Model Recommendations

  • phi-4-mini: Best starter model - fast, lightweight, good quality
  • qwen2.5-0.5b: Fastest inference, minimal memory usage
  • gpt-oss-20b: Higher quality responses, needs more resources
  • deepseek-coder-1.3b: Optimized for programming and code tasks

Troubleshooting

"Foundry command not found"

Solution:

# Restart your terminal after installation
# Or manually add to PATH (Windows)
$env:PATH += ";C:\Program Files\Microsoft\FoundryLocal"

"Model failed to load"

Solution:

# Check available system memory
foundry service status

# Try a smaller model first
foundry model run phi-4-mini

# Check disk space for model downloads
# Models are stored in: %USERPROFILE%\.foundry\models (Windows)

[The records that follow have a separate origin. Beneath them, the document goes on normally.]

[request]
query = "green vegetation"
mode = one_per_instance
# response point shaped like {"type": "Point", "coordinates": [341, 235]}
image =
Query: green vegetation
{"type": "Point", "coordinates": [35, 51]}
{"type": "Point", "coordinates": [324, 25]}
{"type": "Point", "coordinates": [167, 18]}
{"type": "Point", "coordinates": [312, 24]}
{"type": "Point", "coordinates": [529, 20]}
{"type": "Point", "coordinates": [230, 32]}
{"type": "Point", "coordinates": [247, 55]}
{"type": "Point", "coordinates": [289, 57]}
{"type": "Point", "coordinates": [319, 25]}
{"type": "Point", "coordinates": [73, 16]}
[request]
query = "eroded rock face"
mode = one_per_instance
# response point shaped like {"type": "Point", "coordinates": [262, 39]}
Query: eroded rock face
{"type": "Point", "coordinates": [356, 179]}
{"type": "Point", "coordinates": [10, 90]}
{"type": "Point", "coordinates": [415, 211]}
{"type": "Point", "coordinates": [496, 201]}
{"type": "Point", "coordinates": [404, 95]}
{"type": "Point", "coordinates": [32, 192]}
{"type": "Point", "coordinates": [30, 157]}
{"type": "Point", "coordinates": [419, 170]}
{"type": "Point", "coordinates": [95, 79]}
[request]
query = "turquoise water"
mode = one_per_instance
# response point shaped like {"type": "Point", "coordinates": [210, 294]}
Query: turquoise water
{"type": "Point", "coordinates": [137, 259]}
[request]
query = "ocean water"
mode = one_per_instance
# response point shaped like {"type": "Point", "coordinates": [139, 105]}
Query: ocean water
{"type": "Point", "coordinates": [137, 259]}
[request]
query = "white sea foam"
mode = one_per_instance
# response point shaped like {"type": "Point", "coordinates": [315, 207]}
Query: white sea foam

"Connection refused on localhost"

Solution:

# Check if service is running
foundry service status

# Start service if needed
foundry service start

# Verify the port (default is 5273)
# Check for port conflicts with: netstat -an | findstr 5273

Next Steps

Immediate Next Actions

  1. Experiment with different models and prompts
  2. Modify your chat application to try different models
  3. Create your own prompts and test responses
  4. Explore Session 2: Building RAG applications

Advanced Learning Path

  1. Session 2: Build AI solutions with RAG (Retrieval-Augmented Generation)
  2. Session 3: Compare different open-source models
  3. Session 4: Work with cutting-edge models
  4. Session 5: Build multi-agent AI systems

Environment Variables (Optional)

For more advanced usage, you can set these environment variables:

Variable Purpose Example
FOUNDRY_LOCAL_ALIAS Default model to use phi-4-mini
FOUNDRY_LOCAL_ENDPOINT Override endpoint URL http://localhost:5273/v1

Create a .env file in your project directory:

FOUNDRY_LOCAL_ALIAS=phi-4-mini
FOUNDRY_LOCAL_ENDPOINT=auto

Additional Resources

Documentation

Sample Code

  • Session01 Python Sample: Workshop/samples/session01/chat_bootstrap.py - Complete chat app with streaming
  • Session01 Notebook: Workshop/notebooks/session01_chat_bootstrap.ipynb - Interactive tutorial
  • Module08 Sample 01 - REST Chat Quickstart
  • Module08 Sample 02 - OpenAI SDK Integration
  • Module08 Sample 03 - Model Discovery & Benchmarking

Community


Session Duration: 30 minutes hands-on + 15 minutes Q&A
Difficulty Level: Beginner
Prerequisites: Windows 11/macOS 11+, Python 3.10+, Admin access

Workshop Example Scenario

Real-World Context

Scenario: An enterprise IT team needs to evaluate on-device AI inference for processing sensitive employee feedback without sending data to external services.

Your Goal: Demonstrate that local AI models can provide quality responses with sub-second latency while maintaining complete data privacy.

Test Prompts

Use these prompts to validate your setup:

[
    "List two benefits of local inference.",
    "Summarize why keeping data on device improves privacy.",
    "Give one trade-off when choosing a small model over a large model."
]

Success Criteria

  • ✅ All prompts get responses in under 2 seconds
  • ✅ No data leaves your local machine
  • ✅ Responses are relevant and helpful
  • ✅ Your chat application works smoothly

This validation ensures your Foundry Local setup is ready for the advanced workshops in Sessions 2-6.